EPIDEMIEVirus Ebola: Les trois clés pour expliquer l'épidémie

Virus Ebola: Les trois clés pour expliquer l'épidémie

EPIDEMIEAlors que le virus a tué 2.296 personnes en Afrique de l’ouest, l’épidémie progresse toujours…

En huit mois, Ebola est passé du stade de virus circonscrit à une zone réduite d’Afrique centrale à celui d’épidémie massive dans l’ouest du continent. Avec 2.296 décès selon le dernier bilan de l’OMS, il s’agit déjà de la plus grave fièvre hémorragique du genre. Selon les scientifiques, trois facteurs expliquent cette situation exceptionnelle…

Du retard dans la recherche. Si la communauté scientifique s’excite soudainement autour de la recherche d’un remède miracle, cela n’a pas toujours été le cas. Christian Brechot, directeur de l’institut Pasteur, reconnaît que ces dernières années, la recherche sur les fièvres hémorragiques n’a pas été considérée «comme un sujet prioritaire» parce que les épidémies précédentes étaient limitées. «Ebola n’intéressait personne. C’était 2.000 morts en 40 ans. Autant vous dire que ça ne représentait pas un marché. Il n’y avait qu’une poignée de chercheurs qui travaillaient dessus», poursuit Sylvain Baize, responsable du centre national des Fièvres hémorragiques virales. Maladie négligée, Ebola est désormais au centre d’une «compétition» entre pays. Certains scientifiques ont subitement changé d’objet d’étude. Des task forces ont été montées et l’OMS a largement assoupli les protocoles des procédures réglementaires pour que les traitements soient rapidement disponibles. Même si à ce jour, l’Afrique attend toujours.

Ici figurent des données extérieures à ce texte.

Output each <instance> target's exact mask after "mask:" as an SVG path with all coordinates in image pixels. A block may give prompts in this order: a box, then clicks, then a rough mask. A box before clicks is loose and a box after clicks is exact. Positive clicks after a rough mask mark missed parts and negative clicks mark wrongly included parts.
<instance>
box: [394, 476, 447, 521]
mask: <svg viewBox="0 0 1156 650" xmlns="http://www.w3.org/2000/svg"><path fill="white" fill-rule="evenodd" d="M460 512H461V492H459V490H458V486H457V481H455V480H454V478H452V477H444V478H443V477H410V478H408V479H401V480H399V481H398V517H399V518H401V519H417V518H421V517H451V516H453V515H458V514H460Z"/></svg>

Le virus a évolué. Ou plutôt migré. Cantonné à l’Afrique centrale depuis sa découverte en 1976, le virus responsable de l’épidémie actuelle «a échappé à son territoire habituel», poursuit Sylvain Baize, l’homme qui a mis un nom sur la souche de ce virus, au mois de mars. Il s’agit à 98 % du virus Ebola-Zaïre. Selon lui, sa migration vers l’ouest s’explique par celle des chauves-souris, réservoirs naturels du virus, ou une transmission de la maladie de proche en proche. Cette souche semble moins pathogène puisque le taux de mortalité est entre 50 et 60 % contre 80 % habituellement. Mais elle reste tout aussi contagieuse. Par ailleurs, les épidémies étaient plus courtes et moins massives auparavant, poursuit Arnaud Fontanet, responsable de l’unité d’épidémiologie des maladies émergentes à l’institut Pasteur: «L’évolution du virus est importante pour le diagnostic car la moindre mutation peut rendre un (éventuel) traitement inefficace.»

Un manque de coopération. Repérer le virus ne suffit pas à endiguer sa propagation. Dans le cas présent, la diffusion interhumaine est galopante. «Si vous n’isolez pas les malades rapidement, vous n’arrêtez pas le virus. Ajoutez à cela les rituels funéraires avec des contacts avec les corps, vous n’y arrivez pas», observe Amadou Sall, responsable de l’unité fièvres hémorragiques à Dakar. Selon lui, la gravité de la situation s’explique en partie par le «manque de collaboration de certaines communautés.» Sur le terrain, il y a eu «des résistances à coopérer. Les gens ne sont pas allés dans les centres de traitement et la chaîne de transmission s’est aggravée». D’où la réflexion née sur la stratégie à adopter en cas de future épidémie. L’orientation des populations vers les centres de soins, la sensibilisation aux règles d’hygiène, l’interdiction de certains déplacements, voire la fermeture des frontières, sont autant de mesures d’urgence dont la mise en place demande à être améliorée.